Re: extracting file path using dataframes

2015-09-01 Thread Jonathan Coveney
You can make a Hadoop input format which passes through the name of the
file. I generally find it easier to just hit Hadoop, get the file names,
and construct the RDDs though

El martes, 1 de septiembre de 2015, Matt K  escribió:

> Just want to add - I'm looking to partition the resulting Parquet files by
> customer-id, which is why I'm looking to extract the customer-id from the
> path.
>
> On Tue, Sep 1, 2015 at 7:00 PM, Matt K  > wrote:
>
>> Hi all,
>>
>> TL;DR - is there a way to extract the source path from an RDD via the
>> Scala API?
>>
>> I have sequence files on S3 that look something like this:
>> s3://data/customer=123/...
>> s3://data/customer=456/...
>>
>> I am using Spark Dataframes to convert these sequence files to Parquet.
>> As part of the processing, I actually need to know the customer-id. I'm
>> doing something like this:
>>
>> val rdd = sql.sparkContext.sequenceFile("s3://data/customer=*/*", 
>> classOf[BytesWritable],
>> classOf[Text])
>>
>> val rowRdd = rdd.map(x => convertTextRowToTypedRdd(x._2, schema,
>> delimiter))
>>
>> val dataFrame = sql.createDataFrame(rowRdd, schema)
>>
>>
>> What I am trying to figure out is how to get the customer-id, which is
>> part of the path. I am not sure if there's a way to extract the source path
>> from the resulting HadoopRDD. Do I need to create one RDD per customer to
>> get around this?
>>
>>
>> Thanks,
>>
>> -Matt
>>
>
>
>
> --
> www.calcmachine.com - easy online calculator.
>


Re: extracting file path using dataframes

2015-09-01 Thread Matt K
Just want to add - I'm looking to partition the resulting Parquet files by
customer-id, which is why I'm looking to extract the customer-id from the
path.

On Tue, Sep 1, 2015 at 7:00 PM, Matt K  wrote:

> Hi all,
>
> TL;DR - is there a way to extract the source path from an RDD via the
> Scala API?
>
> I have sequence files on S3 that look something like this:
> s3://data/customer=123/...
> s3://data/customer=456/...
>
> I am using Spark Dataframes to convert these sequence files to Parquet. As
> part of the processing, I actually need to know the customer-id. I'm doing
> something like this:
>
> val rdd = sql.sparkContext.sequenceFile("s3://data/customer=*/*", 
> classOf[BytesWritable],
> classOf[Text])
>
> val rowRdd = rdd.map(x => convertTextRowToTypedRdd(x._2, schema, delimiter
> ))
>
> val dataFrame = sql.createDataFrame(rowRdd, schema)
>
>
> What I am trying to figure out is how to get the customer-id, which is
> part of the path. I am not sure if there's a way to extract the source path
> from the resulting HadoopRDD. Do I need to create one RDD per customer to
> get around this?
>
>
> Thanks,
>
> -Matt
>



-- 
www.calcmachine.com - easy online calculator.

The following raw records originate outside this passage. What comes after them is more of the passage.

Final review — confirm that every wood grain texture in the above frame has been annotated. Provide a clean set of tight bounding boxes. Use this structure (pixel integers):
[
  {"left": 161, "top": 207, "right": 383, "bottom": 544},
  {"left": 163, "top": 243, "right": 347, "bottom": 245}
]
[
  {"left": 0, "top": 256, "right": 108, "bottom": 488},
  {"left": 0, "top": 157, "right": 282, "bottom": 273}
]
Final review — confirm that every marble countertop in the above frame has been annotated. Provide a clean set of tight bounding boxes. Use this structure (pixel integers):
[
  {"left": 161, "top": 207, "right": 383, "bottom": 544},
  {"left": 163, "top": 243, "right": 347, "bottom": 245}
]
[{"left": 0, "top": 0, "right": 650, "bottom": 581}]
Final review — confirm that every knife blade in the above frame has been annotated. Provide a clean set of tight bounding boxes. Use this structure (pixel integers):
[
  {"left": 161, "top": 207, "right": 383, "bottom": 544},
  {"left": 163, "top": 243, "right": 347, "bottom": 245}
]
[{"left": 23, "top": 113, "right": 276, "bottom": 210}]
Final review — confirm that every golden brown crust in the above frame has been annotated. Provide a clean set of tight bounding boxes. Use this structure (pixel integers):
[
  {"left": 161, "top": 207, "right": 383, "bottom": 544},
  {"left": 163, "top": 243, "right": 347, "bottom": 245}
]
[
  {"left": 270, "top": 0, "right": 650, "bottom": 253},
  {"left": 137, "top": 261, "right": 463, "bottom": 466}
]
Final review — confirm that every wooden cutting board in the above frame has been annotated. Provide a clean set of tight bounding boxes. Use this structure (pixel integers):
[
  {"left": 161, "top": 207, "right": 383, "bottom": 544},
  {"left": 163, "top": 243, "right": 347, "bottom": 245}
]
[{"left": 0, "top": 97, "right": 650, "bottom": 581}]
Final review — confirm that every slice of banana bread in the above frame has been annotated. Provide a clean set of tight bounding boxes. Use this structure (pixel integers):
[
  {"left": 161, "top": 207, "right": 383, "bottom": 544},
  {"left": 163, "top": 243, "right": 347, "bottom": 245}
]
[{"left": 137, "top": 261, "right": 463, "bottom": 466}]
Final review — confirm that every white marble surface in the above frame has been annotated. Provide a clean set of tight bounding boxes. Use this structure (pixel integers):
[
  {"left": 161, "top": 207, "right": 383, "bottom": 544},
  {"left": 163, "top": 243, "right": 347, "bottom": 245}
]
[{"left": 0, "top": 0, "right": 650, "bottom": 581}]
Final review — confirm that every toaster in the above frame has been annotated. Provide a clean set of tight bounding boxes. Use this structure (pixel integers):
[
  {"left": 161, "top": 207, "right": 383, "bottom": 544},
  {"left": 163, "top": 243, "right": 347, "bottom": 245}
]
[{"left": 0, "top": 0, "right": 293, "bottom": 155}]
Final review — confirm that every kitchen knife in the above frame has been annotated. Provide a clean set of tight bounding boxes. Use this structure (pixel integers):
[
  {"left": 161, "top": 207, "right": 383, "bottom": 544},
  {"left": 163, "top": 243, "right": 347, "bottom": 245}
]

extracting file path using dataframes

2015-09-01 Thread Matt K
Hi all,

TL;DR - is there a way to extract the source path from an RDD via the Scala
API?

I have sequence files on S3 that look something like this:
s3://data/customer=123/...
s3://data/customer=456/...

I am using Spark Dataframes to convert these sequence files to Parquet. As
part of the processing, I actually need to know the customer-id. I'm doing
something like this:

val rdd = sql.sparkContext.sequenceFile("s3://data/customer=*/*",
classOf[BytesWritable],
classOf[Text])

val rowRdd = rdd.map(x => convertTextRowToTypedRdd(x._2, schema, delimiter))

val dataFrame = sql.createDataFrame(rowRdd, schema)


What I am trying to figure out is how to get the customer-id, which is part
of the path. I am not sure if there's a way to extract the source path from
the resulting HadoopRDD. Do I need to create one RDD per customer to get
around this?


Thanks,

-Matt